Monday, April 21, 2008

Missing salmon, where have they gone?

There's no mystery in this year's salmon collapse. We killed our salmon many years ago, and we just failed to notice.

Why do others see a mystery? Because they weren't paying attention.

This year's salmon crash was inevitable, now that we've reduced our salmon portfolio to just a few stocks. Lacking a diverse portfolio, a bad year for one stock is a very bad year overall.

Think of this like a financial investment porfolio that consists of only one stock. If that company does well, you win. But if that company goes bankrupt, you lose. Who would be stupid enough to invest their life's savings in just one stock?

But that's what we've done with salmon. After a century of salmon abuse, we've reduced the diversity of our salmon portfolio to just a few stocks. And diversity is important for salmon, it's the foundation of productivity. It's no surprise that we finally had a bad couple of years.
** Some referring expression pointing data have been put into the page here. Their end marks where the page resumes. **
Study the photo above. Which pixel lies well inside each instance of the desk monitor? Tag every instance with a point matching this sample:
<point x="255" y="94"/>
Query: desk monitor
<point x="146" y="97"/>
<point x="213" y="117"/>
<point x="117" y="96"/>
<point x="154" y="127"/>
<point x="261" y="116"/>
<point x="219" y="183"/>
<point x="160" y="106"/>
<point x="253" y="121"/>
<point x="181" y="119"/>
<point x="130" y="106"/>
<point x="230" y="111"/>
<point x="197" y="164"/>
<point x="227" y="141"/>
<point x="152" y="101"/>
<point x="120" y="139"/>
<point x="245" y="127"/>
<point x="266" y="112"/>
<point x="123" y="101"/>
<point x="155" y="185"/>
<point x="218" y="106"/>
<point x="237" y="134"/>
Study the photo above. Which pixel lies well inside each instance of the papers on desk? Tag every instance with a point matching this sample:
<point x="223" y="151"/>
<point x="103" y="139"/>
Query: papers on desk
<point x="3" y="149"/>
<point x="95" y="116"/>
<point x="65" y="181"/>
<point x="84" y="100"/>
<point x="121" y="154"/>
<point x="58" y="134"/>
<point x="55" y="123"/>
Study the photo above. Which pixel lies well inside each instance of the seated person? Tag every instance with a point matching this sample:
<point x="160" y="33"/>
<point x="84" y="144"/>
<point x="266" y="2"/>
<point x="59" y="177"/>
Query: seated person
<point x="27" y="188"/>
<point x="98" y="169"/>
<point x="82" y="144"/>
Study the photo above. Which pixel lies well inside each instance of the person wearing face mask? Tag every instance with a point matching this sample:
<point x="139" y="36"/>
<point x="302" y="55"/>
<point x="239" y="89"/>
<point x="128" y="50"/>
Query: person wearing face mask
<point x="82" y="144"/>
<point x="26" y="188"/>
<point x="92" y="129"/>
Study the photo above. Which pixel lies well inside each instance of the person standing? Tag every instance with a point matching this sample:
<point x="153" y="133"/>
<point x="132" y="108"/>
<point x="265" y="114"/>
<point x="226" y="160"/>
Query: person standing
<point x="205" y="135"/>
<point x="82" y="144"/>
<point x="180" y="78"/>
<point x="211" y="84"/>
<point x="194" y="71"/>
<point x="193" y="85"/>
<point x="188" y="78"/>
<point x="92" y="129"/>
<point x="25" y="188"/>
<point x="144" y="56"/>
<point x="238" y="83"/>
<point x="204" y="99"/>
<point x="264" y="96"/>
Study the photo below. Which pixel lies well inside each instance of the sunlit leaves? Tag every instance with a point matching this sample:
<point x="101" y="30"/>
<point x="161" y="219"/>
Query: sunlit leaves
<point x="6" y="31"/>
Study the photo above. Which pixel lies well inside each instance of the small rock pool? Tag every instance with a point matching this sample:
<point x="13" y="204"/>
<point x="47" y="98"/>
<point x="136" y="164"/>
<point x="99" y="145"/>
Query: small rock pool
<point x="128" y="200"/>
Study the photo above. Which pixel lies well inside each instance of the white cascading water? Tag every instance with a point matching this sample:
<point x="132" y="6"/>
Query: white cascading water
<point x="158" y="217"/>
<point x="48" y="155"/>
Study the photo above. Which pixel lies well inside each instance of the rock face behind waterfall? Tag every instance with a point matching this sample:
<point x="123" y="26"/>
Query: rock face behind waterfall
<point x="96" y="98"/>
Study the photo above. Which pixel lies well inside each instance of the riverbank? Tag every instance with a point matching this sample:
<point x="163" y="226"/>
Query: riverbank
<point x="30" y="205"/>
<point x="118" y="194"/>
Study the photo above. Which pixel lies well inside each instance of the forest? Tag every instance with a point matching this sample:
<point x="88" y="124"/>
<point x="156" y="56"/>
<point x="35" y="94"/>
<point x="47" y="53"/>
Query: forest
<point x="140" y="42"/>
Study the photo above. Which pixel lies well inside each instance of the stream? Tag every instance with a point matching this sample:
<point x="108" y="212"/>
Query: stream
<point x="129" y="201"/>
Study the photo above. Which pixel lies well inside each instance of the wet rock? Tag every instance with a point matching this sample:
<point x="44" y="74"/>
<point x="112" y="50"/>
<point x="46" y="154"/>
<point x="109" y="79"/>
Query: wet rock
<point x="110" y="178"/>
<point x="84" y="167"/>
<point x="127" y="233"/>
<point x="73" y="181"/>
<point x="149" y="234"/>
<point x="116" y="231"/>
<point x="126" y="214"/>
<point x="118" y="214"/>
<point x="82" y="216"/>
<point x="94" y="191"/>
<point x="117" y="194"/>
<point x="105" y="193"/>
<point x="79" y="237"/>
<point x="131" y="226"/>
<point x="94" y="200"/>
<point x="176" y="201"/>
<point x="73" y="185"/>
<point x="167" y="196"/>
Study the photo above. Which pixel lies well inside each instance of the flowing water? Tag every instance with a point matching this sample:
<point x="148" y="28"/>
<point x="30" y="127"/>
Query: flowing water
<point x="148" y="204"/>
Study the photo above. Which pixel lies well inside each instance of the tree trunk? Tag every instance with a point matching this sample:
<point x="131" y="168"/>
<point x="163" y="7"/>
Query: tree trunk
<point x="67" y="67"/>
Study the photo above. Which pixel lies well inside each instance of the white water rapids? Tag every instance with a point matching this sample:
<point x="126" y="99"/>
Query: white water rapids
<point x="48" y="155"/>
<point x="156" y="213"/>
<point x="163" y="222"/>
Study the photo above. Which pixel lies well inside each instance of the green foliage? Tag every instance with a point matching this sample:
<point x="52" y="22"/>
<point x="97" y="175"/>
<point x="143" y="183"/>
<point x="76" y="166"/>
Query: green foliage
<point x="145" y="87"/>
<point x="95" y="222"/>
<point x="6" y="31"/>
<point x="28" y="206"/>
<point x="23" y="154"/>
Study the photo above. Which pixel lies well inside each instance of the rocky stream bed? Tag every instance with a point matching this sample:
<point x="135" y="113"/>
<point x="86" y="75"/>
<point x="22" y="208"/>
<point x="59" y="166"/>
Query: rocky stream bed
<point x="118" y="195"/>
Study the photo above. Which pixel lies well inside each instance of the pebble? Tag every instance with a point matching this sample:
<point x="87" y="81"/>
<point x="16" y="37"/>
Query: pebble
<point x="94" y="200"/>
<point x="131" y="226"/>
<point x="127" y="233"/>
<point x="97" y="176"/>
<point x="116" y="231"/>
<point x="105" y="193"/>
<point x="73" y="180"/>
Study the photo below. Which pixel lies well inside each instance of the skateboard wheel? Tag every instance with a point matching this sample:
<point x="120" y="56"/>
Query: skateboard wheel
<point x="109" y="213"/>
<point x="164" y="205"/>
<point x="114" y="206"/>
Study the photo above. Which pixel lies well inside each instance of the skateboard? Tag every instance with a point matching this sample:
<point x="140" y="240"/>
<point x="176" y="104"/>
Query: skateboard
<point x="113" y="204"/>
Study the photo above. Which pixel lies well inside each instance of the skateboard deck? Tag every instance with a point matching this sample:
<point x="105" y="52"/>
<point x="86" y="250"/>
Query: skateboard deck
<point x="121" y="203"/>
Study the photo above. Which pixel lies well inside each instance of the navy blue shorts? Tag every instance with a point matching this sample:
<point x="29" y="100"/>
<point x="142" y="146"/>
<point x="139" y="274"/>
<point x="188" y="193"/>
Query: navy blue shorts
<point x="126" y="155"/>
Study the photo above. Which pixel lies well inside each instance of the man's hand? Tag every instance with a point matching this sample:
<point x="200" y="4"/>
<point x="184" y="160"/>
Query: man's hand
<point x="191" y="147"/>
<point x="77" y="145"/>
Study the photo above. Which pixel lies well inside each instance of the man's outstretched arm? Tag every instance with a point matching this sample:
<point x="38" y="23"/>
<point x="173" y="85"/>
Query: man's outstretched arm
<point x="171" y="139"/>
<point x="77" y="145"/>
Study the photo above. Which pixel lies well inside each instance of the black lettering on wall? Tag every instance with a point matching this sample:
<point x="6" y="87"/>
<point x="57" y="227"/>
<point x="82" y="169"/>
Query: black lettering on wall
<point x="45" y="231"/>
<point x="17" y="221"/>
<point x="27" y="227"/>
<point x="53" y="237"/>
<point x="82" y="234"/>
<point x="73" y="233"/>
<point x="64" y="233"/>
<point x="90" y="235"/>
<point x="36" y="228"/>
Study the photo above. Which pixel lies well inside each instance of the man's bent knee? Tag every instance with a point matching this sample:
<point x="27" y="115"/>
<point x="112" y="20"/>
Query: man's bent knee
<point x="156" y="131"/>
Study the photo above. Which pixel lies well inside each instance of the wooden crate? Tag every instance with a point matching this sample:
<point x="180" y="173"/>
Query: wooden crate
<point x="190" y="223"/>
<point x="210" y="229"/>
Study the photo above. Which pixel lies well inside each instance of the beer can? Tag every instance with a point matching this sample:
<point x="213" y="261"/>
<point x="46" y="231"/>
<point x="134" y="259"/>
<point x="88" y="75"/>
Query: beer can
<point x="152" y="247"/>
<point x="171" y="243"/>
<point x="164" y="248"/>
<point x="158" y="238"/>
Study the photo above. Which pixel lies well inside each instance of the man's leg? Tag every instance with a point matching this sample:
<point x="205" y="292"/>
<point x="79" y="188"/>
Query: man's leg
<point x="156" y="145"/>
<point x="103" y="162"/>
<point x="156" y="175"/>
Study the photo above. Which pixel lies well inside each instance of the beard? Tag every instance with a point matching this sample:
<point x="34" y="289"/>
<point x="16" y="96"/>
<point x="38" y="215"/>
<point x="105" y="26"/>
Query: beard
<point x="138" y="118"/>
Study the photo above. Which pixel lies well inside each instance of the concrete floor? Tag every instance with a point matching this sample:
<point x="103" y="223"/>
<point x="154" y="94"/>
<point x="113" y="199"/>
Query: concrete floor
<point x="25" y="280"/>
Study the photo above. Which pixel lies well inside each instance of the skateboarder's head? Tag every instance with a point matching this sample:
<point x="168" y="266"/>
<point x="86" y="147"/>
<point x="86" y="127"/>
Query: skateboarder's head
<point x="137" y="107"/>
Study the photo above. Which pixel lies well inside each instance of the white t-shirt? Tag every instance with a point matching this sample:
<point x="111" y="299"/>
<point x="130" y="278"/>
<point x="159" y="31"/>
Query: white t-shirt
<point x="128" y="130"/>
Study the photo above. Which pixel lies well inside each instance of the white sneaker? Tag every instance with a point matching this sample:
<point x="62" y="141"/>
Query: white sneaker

It was bound to happen, since we failed to put a value on diveristy.


And for those naysayers who want to blame water withdrawals in the Sacramento River delta...

This year's crash isn't just in California, things are bad in Oregon rivers too. So the crash can't just be caused by water diversion in California rivers. There is very clear evidence that ocean conditions played a major role in the salmon collapse. For a glimpse of the role of diversity in productivity, check out this description of how some Columbia salmon are doing fairly well, compared to others that are in trouble. Even now, we can see the value of diversity. But will we pay attention?

Will we begin to protect diversity and resilience, the foundations of salmon productivity? Or will we count noses and hope for the best?

Go ahead, put your retirement money in Enron stock.


Chrissy said...

We are having this same problem in BC. The salmon stocks are very low. Over fishing is now making an impact in a HUGE way.

Anonymous said...

Until we really take a good look at the more difficult water quality problems, in both freshwater and marine habitats, we are going to see continued declines. We stick our heads in the sand instead of looking at critical issues that are not politically supportive. If galvanized culverts placed in the headwaters of almost all freshwater habitat, are slowly dissolving and contaminating coolwater refugia, and allow lost lead fishing sinkers to be accumulating in acidic low-calcium waters, we are going to have ongoing subtle metal toxic effects that reduce fitness and ultimately
bring additional fishery decline.
Only politically-supportive water quality monitoring is encouraged. Just try to write a proposal for any of the tough issues such as culvert corrosion contaminants, and see massive denial of the science in water quality monitoring for the coastal salmon restoration effort.

Anonymous said...

The Precautionary Principle, that is being instituted in European fisheries restoration, is a response to this 'head in sand' attitude by the status quo myopia of political arms of natural restoration agencies that are mandated to implement the Clean Water Act here in the US or the European equivalent over there. We should push the PP as a critical issue for NW coast salmon.
Ray Kinney

Anonymous said...

I agree the collapse of Sacramento River salmon is due in large part to poor ocean conditions in 2005 and 2006. But equally to blame is federal and state water policy which encourages waste - we are simply taking too much water from the delta. Four of the last six years have seen the greatest export ever. Scientists have documented a complete collapse of the food web starting at the planktonic level in the Delta. Starving smolts leaving the delta encountered barren ocean conditions. If the delta was healthy we would have seen low to moderate but sustainable returns.

Mark Powell said...

Thanks for the comments, you all make good points. I agree that these issues matter, the delta in particular does matter this year. I also hope everyone thinks about how the loss of life history diversity is worsening the effects of specific habitat problems.

Anthony Creswell said...

As you know, here in Ireland we have had years of declining stocks of wild atlantic salmon; last year, the government eventually woke up and halted the commercial drift net fishery.
Already the numbers of salmon in the rivers have increased - and why not of course, with no nets to stop them. However, this is not to say that there are many other causes for the decline, but by stopping fishing, that at least is simple and very visible.
One can talk about water quality,both fresh and marine,and food supply, but those problems are going to take time to fix; by banning fishing now that will let more fish through and will give the species a chance to survive while man takes its time to resolve the longer term issues.
Makes sense doesn't it?
I think that it's working in Ireland.